Hi, Folks!
Today is Patch Tuesday for August 2019 and it’s huge. It was a pretty big month for security news, too.
This month demonstrates several points I’ve been making for years:
1) Often the addition of yet another antivirus actually weakens your security. With Windows Defender scoring a perfect 100 there’s no good reason to install one of the “free” or even paid alternatives. Remember that there are only three parties to an exchange: the vendor, the customer, and the product. If you’re not selling or paying for a service, you’re the product.
2) Everything will be hacked eventually. Capital One and Binance demonstrate that even those tasked with the highest levels of security can be bribed or make mistakes, and since all encryption is weighted only by time and resources that are becoming ever-cheaper, assume anything you share will inevitably be compromised, even if you didn’t put it online yourself.
3) It isn’t just computers and phones that can be hacked. Everything from cameras, to airplanes, to Navy destroyers, and much more are also vulnerable.
4) The gatekeepers of “reasonable” vulnerability disclosure are as responsible as anyone else for zero-day exploits being exposed.
That’s enough horror stories for now. Let’s get back to our regularly scheduled program. The typical computer should see roughly 3 GB in updates today. Let’s get started.
Microsoft released updates for Windows, .NET, Edge, Internet Explorer, Flash, and MSRT (~2 GB). This includes security updates. TWO reboots are required.
Apple released updates for iOS 12.4, macOS Mojave 10.14.6, Security Update 2019-004 High Sierra, Security Update 2019-004 Sierra, Safari 12.1.2, watchOS 5.3, tvOS 12.4, iCloud for Windows 7.13, iCloud for Windows 10.6, and iTunes for Windows 12.9.6. These are security updates. Use Apple Software Update to install the most current versions.
iOS 12.4 is a security update. Use Settings, General, Software Update to install the most current update.
watchOS 5.3 is a security update. Use the Watch app on your iPhone to install the most current version.
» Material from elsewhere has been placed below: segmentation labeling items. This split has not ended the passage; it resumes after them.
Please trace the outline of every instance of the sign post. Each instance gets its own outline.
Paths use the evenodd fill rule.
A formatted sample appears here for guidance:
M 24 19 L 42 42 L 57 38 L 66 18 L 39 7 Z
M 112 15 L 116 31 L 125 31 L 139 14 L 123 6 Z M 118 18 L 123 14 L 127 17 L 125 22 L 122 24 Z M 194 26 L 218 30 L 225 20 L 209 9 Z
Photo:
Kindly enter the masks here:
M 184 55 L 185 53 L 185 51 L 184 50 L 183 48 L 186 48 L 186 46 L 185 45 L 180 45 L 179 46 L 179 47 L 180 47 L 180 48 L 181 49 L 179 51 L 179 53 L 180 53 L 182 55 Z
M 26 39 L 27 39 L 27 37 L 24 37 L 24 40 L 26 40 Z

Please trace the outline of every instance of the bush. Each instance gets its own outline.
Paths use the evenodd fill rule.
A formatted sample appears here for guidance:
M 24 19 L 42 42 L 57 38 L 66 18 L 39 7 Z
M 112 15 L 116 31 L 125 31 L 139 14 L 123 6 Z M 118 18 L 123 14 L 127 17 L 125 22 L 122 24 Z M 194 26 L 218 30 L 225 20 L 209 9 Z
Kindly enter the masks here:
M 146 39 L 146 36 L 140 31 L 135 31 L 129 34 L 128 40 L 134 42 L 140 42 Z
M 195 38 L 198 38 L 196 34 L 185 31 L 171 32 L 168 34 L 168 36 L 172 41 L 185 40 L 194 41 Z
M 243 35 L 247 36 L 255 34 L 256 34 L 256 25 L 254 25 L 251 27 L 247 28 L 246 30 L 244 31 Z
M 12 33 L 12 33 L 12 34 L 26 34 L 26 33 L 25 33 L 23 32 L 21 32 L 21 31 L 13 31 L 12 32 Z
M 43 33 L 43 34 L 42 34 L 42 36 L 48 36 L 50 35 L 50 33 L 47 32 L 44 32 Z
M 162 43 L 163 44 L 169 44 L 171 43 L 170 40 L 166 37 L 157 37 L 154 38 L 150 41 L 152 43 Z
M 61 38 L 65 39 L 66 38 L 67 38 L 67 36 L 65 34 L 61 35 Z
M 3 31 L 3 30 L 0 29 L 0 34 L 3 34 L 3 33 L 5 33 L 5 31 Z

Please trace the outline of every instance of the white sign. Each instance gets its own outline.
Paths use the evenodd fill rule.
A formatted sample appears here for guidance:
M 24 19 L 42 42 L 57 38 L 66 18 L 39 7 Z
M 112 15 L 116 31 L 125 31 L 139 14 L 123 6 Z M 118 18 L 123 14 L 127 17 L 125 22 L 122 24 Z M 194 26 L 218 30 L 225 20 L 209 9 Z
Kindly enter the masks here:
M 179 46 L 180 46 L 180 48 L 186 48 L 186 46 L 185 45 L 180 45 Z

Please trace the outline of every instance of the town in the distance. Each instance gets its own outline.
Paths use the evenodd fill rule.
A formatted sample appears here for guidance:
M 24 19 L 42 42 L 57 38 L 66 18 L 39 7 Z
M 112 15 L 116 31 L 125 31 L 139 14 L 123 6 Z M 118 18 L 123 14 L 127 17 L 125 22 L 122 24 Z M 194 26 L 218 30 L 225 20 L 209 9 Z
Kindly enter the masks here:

tvOS 12.4 is a security update. Use System, Software Update to install the most current version.
Google Chrome OS 76.0.3809.102 is a security update. Use Menu, Help, About to install the most current version. A reboot is required.
Adobe Flash Player 32.0.0.238 is a security update.
Win: https://12pd.com/click?flash
Win: https://12pd.com/click?flashie
Mac: https://12pd.com/click?flashmac
Don’t forget to check your mobile devices, too! Many updates will also apply to your tablet, phone, kindle or television – so check your device-appropriate App Store and install updates.
Important Notes
Everything above this section should be checked by everyone on every computer. Chances are good that close to every single computer you touch will be affected by those updates. This is not the case with the items below, though you should still check each line item below to see if it applies to software you have installed.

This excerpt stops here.